Thursday 14 June 2012

Wild life

Wow, these are hives of activity, aren't they? Wildlife clubs for kids.

Sure to be one near you. RSPB, Wildlife Watch, woods or country park. Pack your summer diary with events from this lot; manage three a day if you're minded.

Good ones burst with rangers who have a glint in their eye for the wonders of the wild. They can tell the difference between a stoat and a stuffed frog and don't nervously clutch the Surgical Hand Spray should Tinkertop glance upon a dead leaf.

The brilliant ones boast practical rangers and can wrangle an elderly birder, botanist, or geologist to walk alongside a bunch of whooping kids, communicating an ancient love of their ancient stuff as they go.

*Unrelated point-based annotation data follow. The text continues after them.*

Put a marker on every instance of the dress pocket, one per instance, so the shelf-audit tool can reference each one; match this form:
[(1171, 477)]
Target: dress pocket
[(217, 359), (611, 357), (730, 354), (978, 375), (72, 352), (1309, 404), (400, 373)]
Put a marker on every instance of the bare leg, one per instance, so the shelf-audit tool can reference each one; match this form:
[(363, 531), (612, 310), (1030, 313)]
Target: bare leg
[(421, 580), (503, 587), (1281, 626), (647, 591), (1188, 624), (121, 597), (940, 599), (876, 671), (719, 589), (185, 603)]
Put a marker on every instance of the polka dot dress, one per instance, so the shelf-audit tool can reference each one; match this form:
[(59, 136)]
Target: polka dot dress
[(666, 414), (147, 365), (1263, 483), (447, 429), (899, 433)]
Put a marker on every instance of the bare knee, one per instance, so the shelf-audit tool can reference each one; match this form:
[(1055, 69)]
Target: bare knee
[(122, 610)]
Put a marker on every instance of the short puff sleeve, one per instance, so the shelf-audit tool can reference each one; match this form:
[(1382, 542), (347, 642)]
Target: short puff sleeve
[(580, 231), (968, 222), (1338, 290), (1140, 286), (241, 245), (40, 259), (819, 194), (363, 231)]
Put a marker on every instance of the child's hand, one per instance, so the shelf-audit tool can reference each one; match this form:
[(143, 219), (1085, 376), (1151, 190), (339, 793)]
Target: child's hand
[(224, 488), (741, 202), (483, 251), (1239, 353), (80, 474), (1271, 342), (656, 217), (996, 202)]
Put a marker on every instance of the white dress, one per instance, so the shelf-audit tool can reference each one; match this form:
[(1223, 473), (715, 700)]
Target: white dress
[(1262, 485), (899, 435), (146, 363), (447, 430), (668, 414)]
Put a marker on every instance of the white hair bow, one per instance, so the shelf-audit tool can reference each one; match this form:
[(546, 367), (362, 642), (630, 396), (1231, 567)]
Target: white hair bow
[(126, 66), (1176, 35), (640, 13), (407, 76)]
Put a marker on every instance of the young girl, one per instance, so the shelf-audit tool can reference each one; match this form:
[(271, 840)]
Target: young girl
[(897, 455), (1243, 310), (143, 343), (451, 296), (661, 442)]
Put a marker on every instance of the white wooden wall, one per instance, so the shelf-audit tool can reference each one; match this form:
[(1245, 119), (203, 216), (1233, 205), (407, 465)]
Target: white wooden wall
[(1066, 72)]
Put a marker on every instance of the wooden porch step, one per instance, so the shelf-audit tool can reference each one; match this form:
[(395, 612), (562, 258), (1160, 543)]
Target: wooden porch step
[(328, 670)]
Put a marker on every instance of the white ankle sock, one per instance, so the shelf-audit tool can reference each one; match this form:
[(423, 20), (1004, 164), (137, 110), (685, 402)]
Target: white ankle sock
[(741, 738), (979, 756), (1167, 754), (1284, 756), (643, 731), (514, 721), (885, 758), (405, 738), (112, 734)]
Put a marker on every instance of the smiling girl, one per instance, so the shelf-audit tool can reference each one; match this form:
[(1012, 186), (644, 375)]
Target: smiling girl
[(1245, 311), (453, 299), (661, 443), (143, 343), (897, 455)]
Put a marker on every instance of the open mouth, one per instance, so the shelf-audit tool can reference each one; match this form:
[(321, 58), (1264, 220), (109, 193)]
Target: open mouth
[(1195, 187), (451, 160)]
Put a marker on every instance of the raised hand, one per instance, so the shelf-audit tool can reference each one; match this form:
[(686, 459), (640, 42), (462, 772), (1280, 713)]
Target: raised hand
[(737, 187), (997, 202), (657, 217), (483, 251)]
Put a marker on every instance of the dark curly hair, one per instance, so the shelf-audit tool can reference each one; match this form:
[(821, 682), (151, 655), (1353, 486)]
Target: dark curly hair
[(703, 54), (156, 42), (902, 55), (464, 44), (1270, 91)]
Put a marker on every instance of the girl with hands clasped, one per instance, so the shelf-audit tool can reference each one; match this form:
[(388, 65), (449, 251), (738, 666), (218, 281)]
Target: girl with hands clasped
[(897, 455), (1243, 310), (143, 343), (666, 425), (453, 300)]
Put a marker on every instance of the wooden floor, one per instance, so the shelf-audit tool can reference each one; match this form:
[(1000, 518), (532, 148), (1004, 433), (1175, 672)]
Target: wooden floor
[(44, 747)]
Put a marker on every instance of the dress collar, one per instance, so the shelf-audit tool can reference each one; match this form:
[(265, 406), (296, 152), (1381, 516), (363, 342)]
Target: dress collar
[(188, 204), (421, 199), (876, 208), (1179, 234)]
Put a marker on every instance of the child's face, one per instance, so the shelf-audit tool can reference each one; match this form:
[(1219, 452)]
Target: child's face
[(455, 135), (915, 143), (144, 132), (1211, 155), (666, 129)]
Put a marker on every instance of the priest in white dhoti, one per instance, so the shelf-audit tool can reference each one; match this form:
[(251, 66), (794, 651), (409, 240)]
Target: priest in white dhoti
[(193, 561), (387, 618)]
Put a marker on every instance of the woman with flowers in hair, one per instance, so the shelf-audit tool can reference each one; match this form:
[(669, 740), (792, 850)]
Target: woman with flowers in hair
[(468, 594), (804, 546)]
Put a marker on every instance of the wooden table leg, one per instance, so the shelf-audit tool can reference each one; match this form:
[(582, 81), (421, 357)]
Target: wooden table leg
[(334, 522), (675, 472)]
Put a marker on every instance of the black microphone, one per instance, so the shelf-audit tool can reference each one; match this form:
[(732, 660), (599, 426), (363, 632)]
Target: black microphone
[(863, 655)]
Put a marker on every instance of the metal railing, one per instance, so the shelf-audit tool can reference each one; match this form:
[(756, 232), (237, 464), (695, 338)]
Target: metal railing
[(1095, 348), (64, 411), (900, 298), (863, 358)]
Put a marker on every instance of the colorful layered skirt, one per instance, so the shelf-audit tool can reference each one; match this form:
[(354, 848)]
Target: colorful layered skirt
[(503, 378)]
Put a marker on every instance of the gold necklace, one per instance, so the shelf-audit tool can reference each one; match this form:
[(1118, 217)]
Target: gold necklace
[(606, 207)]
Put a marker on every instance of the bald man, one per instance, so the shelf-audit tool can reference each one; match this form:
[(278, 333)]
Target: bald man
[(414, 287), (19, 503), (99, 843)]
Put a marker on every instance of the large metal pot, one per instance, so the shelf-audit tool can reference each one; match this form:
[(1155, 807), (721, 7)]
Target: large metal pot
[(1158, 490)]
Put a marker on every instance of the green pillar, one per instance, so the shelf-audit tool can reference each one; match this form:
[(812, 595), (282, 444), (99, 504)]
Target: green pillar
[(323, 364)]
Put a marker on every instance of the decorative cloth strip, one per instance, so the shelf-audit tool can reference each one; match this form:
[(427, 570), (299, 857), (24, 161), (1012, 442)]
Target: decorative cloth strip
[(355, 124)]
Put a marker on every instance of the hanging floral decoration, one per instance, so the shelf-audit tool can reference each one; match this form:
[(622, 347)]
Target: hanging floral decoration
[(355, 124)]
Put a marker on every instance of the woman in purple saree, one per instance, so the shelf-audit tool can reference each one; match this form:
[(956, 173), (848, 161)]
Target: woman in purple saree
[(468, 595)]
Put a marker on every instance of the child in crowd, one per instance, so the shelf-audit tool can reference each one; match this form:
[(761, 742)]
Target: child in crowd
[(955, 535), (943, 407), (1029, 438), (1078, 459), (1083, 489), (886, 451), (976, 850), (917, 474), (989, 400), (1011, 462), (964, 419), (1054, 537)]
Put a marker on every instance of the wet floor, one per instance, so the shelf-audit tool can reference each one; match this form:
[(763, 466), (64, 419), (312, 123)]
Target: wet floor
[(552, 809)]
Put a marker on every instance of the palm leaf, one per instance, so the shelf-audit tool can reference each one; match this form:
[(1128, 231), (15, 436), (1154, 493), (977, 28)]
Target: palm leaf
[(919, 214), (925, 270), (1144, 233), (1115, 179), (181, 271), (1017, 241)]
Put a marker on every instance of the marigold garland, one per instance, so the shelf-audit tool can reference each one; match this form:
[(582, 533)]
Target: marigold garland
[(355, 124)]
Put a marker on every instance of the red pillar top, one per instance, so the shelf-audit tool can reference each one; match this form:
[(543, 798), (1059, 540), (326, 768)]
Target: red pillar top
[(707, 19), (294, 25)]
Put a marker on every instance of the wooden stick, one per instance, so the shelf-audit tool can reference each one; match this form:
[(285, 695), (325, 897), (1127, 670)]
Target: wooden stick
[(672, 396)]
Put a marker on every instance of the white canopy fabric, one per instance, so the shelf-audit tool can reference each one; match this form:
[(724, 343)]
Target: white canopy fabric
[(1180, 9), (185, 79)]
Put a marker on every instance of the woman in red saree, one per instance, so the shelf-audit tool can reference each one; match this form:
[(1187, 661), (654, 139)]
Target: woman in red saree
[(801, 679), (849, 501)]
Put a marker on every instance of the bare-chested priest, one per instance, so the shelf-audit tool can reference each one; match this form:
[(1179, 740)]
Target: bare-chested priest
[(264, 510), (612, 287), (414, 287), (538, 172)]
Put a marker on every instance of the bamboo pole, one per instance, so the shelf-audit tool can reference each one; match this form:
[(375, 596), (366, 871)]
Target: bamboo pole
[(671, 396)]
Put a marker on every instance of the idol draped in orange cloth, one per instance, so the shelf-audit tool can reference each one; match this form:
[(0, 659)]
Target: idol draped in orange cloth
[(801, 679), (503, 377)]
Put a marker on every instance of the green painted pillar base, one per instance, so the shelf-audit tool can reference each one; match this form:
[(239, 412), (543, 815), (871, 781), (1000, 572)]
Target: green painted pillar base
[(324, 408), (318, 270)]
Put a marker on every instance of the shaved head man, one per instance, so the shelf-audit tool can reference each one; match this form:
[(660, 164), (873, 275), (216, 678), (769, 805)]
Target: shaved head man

And the totally fantastic ones do everything with my kids, so I don't have to but can pretend I do.

Take today. I drive Shark, Squirrel and Tiger to a wildlife club which could provide me with perfect cover should I want it. They make it easy for me to appear like an impressively involved parent, when in reality I have done nothing more than escort the offspring to a well-organised kiddy wildlife club, dumped them with the wizened elders, then quietly sloped off for a cup of gin.

Except I don't slope off for the gin. I am still too dim to have actually developed my exit strategy, unlike all the other canny mamas. While other parents make their escape, I walk round in the drizzle for two hours with  the little grits, the geologist, and the big kiddy club.

I console myself. I don't have anywhere else to go, and no-one to go with. But I'm sure this evening walk with the kid's group makes me a top-drawer mama, also somehow morally virtuous. Albeit one steaming gently with drizzle, and wondering how useful is that knowledge about soil sampling with a twizzle stick.



It's all admirable. And, secretly, I enjoyed the walk in the woods. It was pitched about my age-12 level. But I'm sure I never had such a thing as a wildlife club when I grew up. No wise rangers, no sand experts, no stuffed teaching stoat.

Possibly there were such clubs, but my parents couldn't be arsed (likely), or there was simply no need for them. The default assumption in my loosely-hanging 1960s primary school days was that we kids would spend all our valuable evenings and weekends kicking up outdoors, experientially teaching ourselves what we needed to know while we grubbed around in mud, hopefully not with the neighbourhood moggy as experiment A.

Adults left us alone. They knew by instinct the dubious activities that might come under the name of playing, and they didn't want to see them. They wanted us as far away from human sight as possible - falling short of actual abandonment - because they knew playing would make any sensible adult recoil in shock and horror. They were possibly my best years ever.

So while I feel undoubtedly virtuous, top-drawer mama material, joining in with the busy wildlife club, traipsing round the woods with a pack of kids, learning about sand and soil, a little bit of me also wants to feel confident that I can do as my own mother did. Tip the kids out of doors, lost and gone, then three hours later yell the adventurers back home, simply by sounding out that one magic word. Dinner.